When I run a query for "hers" in Google Ngram Viewer, I get back the word's frequency of occurrence as a percentage. We know the outcome percentage; what's the denominator on the other side? Is it 100 million words? More?
Currently the total number of words is 468,491,999,592. (Approaching half a trillion)
You can obtain that figure by downloading the latest dataset.
In that dataset, the
total_counts file(txt) lists the number of unigrams, pages, and books for each year.
Summing up the unigram counts yields the 468,491,999,592 figure.
Currently (Nov 2015), the latest Ngram data is the Version 20120701 set. It was compiled in 2012, but covers books from 1505 to 2008.
A unigram is mostly the same as a word. Details of Google's parsing may yield differences in (hopefully) rare cases.
Only words within sentences are counted. Reference: Syntactic Annotations for the Google Books Ngram Corpus(PDF), section 3.2.
The percent displayed on the graph is normalized per year. This means that there is no one "denominator" if you are trying to figure the real counts of a given word. (But you can get that data from the downloaded datasets.) See below.

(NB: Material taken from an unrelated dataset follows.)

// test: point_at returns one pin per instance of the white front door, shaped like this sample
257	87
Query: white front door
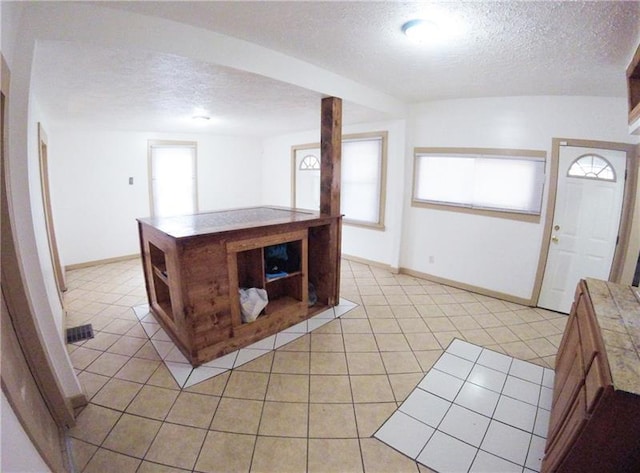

How the graph is calculated:
Consider the word "circumvallate" (all lower case). From the data download, we look up the 1978 and 1979 figures and get:
Word Count in 1978 books Count in 1979 books ------------- ------------------- ------------------- circumvallate 335 261 *All words* 4,365,839,878 4,528,331,460
Which calculates out as:
- 0.0000076732% in 1978
- 0.0000057637% in 1979
If we then look at the corresponding graph, and hover over the respective points, we get:
Which agrees with what we calculate.